MORE than 250 people packed St Laurence’s Church in Warborough to celebrate the life of Maggie Pullen.

Among the congregation were many county and district councillors and MEP James Elles, with Henley MP John Howell playing the organ.

Mrs Pullen, who died aged 71 in Oxford’s John Radcliffe Hospital on April 11, was active in local life from the time she and her designer husband Richard moved to The Old Post Office in Shillingford in 1972.

She was an active voluntary worker for the Conservative Party and charity fundraiser. For many years she served as a member of Warborough and Shillingford Parish Council, later becoming chairman.

After serving as chairman of South Oxfordshire Conservative Association from 1986 to 1989 she acted as agent for the constituency on and off between 1989 and 1996, winning praise from Michael Heseltine, Henley MP and deputy Prime Minister, in his autobiography.

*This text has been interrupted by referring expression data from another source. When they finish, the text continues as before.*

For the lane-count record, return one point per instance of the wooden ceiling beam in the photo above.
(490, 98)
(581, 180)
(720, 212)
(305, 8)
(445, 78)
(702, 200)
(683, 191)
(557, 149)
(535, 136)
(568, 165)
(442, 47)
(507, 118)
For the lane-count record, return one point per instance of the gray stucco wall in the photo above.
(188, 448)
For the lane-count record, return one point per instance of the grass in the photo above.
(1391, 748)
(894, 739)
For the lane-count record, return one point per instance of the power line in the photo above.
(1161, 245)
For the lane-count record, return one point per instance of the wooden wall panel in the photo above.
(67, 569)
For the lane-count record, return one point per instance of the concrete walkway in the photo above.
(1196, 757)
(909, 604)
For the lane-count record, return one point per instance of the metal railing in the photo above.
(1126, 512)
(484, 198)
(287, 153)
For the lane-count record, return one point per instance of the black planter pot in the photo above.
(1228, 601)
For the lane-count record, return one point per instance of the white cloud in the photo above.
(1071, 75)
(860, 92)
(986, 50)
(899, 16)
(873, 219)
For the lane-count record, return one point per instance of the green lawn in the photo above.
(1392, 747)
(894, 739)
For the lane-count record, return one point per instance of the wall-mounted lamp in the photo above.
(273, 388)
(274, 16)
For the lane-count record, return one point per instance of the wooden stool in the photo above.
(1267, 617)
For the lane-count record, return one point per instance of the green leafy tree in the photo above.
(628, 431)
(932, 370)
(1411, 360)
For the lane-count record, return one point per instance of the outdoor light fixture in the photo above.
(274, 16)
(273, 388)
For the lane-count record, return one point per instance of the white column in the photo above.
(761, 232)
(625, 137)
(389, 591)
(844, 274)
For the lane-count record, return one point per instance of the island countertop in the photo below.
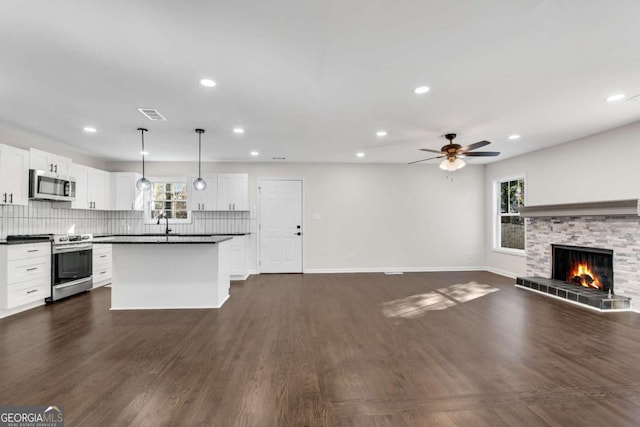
(161, 239)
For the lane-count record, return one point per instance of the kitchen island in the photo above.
(168, 272)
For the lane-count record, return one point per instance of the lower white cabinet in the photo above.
(239, 251)
(102, 262)
(25, 274)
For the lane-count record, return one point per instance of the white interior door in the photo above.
(280, 222)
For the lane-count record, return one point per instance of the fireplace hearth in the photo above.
(590, 268)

Mrs Pullen had a second term as chairman of the association from 1996 to 1999 and was president from 2003 to 2006.

She was also the founder 20 years ago of the South Oxfordshire Conservative Association’s Patrons’ Club, raising funds for marginal constituencies.

Between 1991 and 2006 Mrs Pullen was a volunteer for the Westminster Foundation, visiting East European countries to advise fledgling political parties on fundraising, work which won her the MBE in 1996.

During the 1990s, with her husband as treasurer, she acted as secretary of the Conservative Mainstream Patrons’ Club.

Mrs Pullen supported the Leonard Cheshire Home in Dorchester during the 1980s, where she drove the ambulance, while also running local fundraising for muscular dystrophy research.

She also helped raise more than £40,000 at a dinner at Keble College, Oxford, for the John Radcliffe Hospital’s new heart unit.

Her funeral was held on April 26.

She is survived by her husband and three daughters.